Assuming the flux at the left-hand side is known (assuming a fully implicit form),

$ \frac{\partial\phi_1^{n+1}}{\partial x} = \sigma_L $

Writing this as a centred-difference gives,

$ \frac{\partial\phi_1^{n+1}}{\partial x} \approx \frac{\phi_2^{n+1} - \phi_0^{n+1}}{2\Delta x} = \sigma_L $

therefore, $ \phi_0^{n+1} = \phi_{2}^{n+1} - 2 \Delta x\sigma_L $

Note that this introduces a node $\phi_0^{n+1}$ which is outside the domain of the problem. This node can be eliminated by using a second equation. We can write the $j=1$ node as,

$ \beta(r - s)\phi_0^{n+1} + (1+2s\beta)\phi_1^{n+1} - \beta(s+r)\phi_2^{n+1} = (1-\beta)(s - r)\phi_{j-1}^{n} + (1-2s[1-\beta])\phi_{j}^{n} + (1-\beta)(s+r)\phi_{j+1}^{n} $

Substituting in the value of $\phi_0^{n+1}$ found from the boundary condition gives the following result for the $j$=1 row,

$ (1+2s\beta)\phi_1^{n+1} - 2s\beta\phi_2^{n+1} = (1-\beta)(s - r)\phi_{j-1}^{n} + (1-2s[1-\beta])\phi_{j}^{n} + (1-\beta)(s+r)\phi_{j+1}^{n} + 2\beta(r-s)\Delta x\sigma_L $

Performing the same procedure for the final row (at $j$=$J$) yields,

$ -2s\beta\phi_{J-1}^{n+1} + (1+2s\beta)\phi_J^{n+1} = (1-\beta)(s - r)\phi_{J-1}^{n} + (1 - 2s(1-\beta))\phi_{J}^{n} + 2\beta(s+r)\Delta x\sigma_R $

Finally making the boundary rows implicit (setting $\beta$=1) gives,

$ (1+2s)\phi_1^{n+1} - 2s\phi_2^{n+1} = \phi_{j-1}^{n} + 1\phi_{j}^{n} + 2(r-s)\Delta x\sigma_L $

$ -2s\phi_{J-1}^{n+1} + (1+2s)\phi_J^{n+1} = \phi_{J}^{n} + 2(s+r)\Delta x\sigma_R $

Therefore with Neumann boundary conditions we can write the matrix equation, $\boldsymbol{A}\cdot\phi^{n+1} = \boldsymbol{M}\cdot\phi^{n} + \boldsymbol{b_N}$,

where,

$ \boldsymbol{A} = \left( \begin{matrix} 1+2s & -2s & & 0 \\ \beta(r-s) & 1+2s\beta & -\beta (s + r) & \\ & \ddots & \ddots & \ddots \\ & \beta(r-s) & 1+2s\beta & -\beta (s + r) \\ 0 & & -2s & 1+2s \\ \end{matrix} \right) $

$ \boldsymbol{M} = \left( \begin{matrix} 1 & 0 & & 0 \\ (1 - \beta)(s - r) & 1-2s(1-\beta) & (1 - \beta)(s + r) & \\ & \ddots & \ddots & \ddots \\ & (1 - \beta)(s - r) & 1-2s(1-\beta) & (1 - \beta)(s + r) \\ 0 & & 0 & 1 \\ \end{matrix} \right) $

$ \boldsymbol{b_N} = \left( \begin{matrix} 2 (r - s) \Delta x \sigma_L & 0 & \ldots & 0 & 2 (s + r) \Delta x \sigma_R \end{matrix} \right)^{T} $

My current understanding

• I think the difference between the first and second plots is explained by noting the error outlined above.

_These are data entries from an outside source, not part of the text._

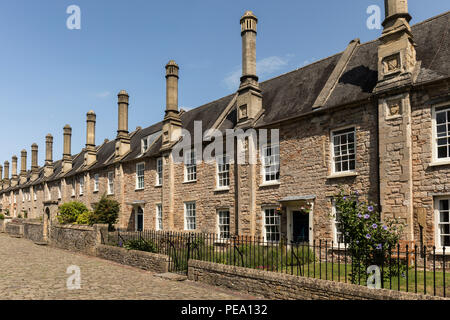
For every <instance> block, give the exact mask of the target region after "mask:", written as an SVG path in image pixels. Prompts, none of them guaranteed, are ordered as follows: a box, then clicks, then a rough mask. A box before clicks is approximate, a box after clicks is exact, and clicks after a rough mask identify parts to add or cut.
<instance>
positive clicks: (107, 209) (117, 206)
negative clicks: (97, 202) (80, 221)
mask: <svg viewBox="0 0 450 320" xmlns="http://www.w3.org/2000/svg"><path fill="white" fill-rule="evenodd" d="M119 211H120V204H119V203H118V202H117V201H116V200H114V199H109V198H107V197H106V195H103V196H102V198H101V199H100V201H99V202H98V203H97V204H96V205H95V208H94V212H93V213H92V217H91V224H95V223H99V224H108V226H109V229H110V230H113V229H114V228H113V225H114V224H115V223H116V222H117V219H118V218H119Z"/></svg>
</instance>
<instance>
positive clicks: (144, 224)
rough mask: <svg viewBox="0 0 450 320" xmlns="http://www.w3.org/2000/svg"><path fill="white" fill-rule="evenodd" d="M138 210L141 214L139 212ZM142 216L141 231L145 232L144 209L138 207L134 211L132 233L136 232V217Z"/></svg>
mask: <svg viewBox="0 0 450 320" xmlns="http://www.w3.org/2000/svg"><path fill="white" fill-rule="evenodd" d="M139 209H141V210H142V212H139ZM139 215H142V231H144V230H145V221H144V209H143V208H142V207H141V206H138V207H136V208H135V209H134V231H138V229H137V228H138V216H139Z"/></svg>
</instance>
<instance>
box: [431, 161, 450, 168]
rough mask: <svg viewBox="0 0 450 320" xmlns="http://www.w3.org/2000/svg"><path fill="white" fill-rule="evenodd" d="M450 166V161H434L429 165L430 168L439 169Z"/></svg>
mask: <svg viewBox="0 0 450 320" xmlns="http://www.w3.org/2000/svg"><path fill="white" fill-rule="evenodd" d="M445 165H450V160H442V161H433V162H432V163H430V164H429V166H430V167H437V166H445Z"/></svg>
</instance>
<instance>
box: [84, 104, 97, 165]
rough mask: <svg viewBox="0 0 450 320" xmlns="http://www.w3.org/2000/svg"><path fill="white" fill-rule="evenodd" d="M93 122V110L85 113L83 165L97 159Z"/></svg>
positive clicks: (94, 114)
mask: <svg viewBox="0 0 450 320" xmlns="http://www.w3.org/2000/svg"><path fill="white" fill-rule="evenodd" d="M95 122H96V115H95V112H94V111H92V110H91V111H89V112H88V113H87V114H86V152H85V153H84V165H85V166H90V165H92V164H94V163H95V162H96V161H97V152H96V150H95Z"/></svg>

• Regarding the conservation of the physical quantity. I believe the cause is that, as pointed out here, the advection equation in the form I have written it doesn't allow propagation in the reverse direction so the wave just passes through even with zero-flux boundary conditions. My initial intuition regarding conservation only applied when advection term is zero (this is solution in plot number 2 where the area is conserved).

• Even with Neumann zero-flux boundary conditions $\frac{\partial \phi}{\partial x} = 0$ the mass can still leave the system, this is because the correct boundary conditions in this case are Robin boundary conditions in which the total flux is specified $j = D\frac{\partial \phi}{\partial x} + \boldsymbol{v}\phi = 0$. Moreover the Neunmann condition specifies that mass cannot leave the domain via diffusion, it says nothing about advection. In essence what we have hear are closed boundary conditions to diffusion and open boundary conditions to advection. For more information see the answer here, Implementation of gradient zero boundary conditon in advection-diffusion equation.

Would you agree?

• A tutorial on how to implement Robin boundary conditions.

Answer 1

I think that one of your problems is that (as you observed in your comments) Neumann conditions are not the conditions you are looking for, in the sense that they do not imply the conservation of your quantity. To find the correct condition, rewrite your PDE as

$$ \frac{\partial \phi}{\partial t} = \frac{\partial}{\partial x}\left( D\frac{\partial \phi}{\partial x} + v \phi \right) + S(x,t) .$$

Now, the term that appears in parentheses, $ D\frac{\partial \phi}{\partial x} + v \phi = 0 $ is the total flux and this is the quantity that you must put to zero on the boundaries to conserve $\phi$. (I have added $S(x,t)$ for the sake of generality and for your comments.) The boundary conditions that you have to impose are then (supposing your space domain is $(-10,10)$)

$$ D\frac{\partial \phi}{\partial x}(-10) + v \phi(-10) = 0 $$

for the left side and

$$ D\frac{\partial \phi}{\partial x}(10) + v \phi(10) = 0 $$

for the right side. These are the so-called Robin boundary condition (note that Wikipedia explicitly says these are the insulating conditions for advection-diffusion equations).

If you set up these boundary conditions, you get the conservation properties that you were looking for. Indeed, integrating over the space domain, we have

$$ \int \frac{\partial \phi}{\partial t} dx = \int \frac{\partial}{\partial x} \left( D \frac{\partial \phi}{\partial x} + v \phi \right) dx + \int S(x,t) dx$$

Using integration by parts on the right hand side, we have

$$ \int \frac{\partial \phi}{\partial t} dx = \left( D \frac{\partial \phi}{\partial x} + v \phi \right)(10) - \left( D \frac{\partial \phi}{\partial x} + v \phi \right)(-10) + \int S(x,t) dx$$

Now, the two central terms vanish thanks to the boundary conditions. Integrating in time, we obtain

$$ \int_0^T \int \frac{\partial \phi}{\partial t} dx dt = \int_0^T \int S(x,t) dx dt$$

and if we are allowed to switch the first two integrals,

$$ \int \phi(x,T) dx - \int \phi(x,0) dx = \int_0^T \int S(x,t) dx$$

This shows that the domain is insulated from the exterior. In particular, if $S=0$, we get the conservation of $\phi$.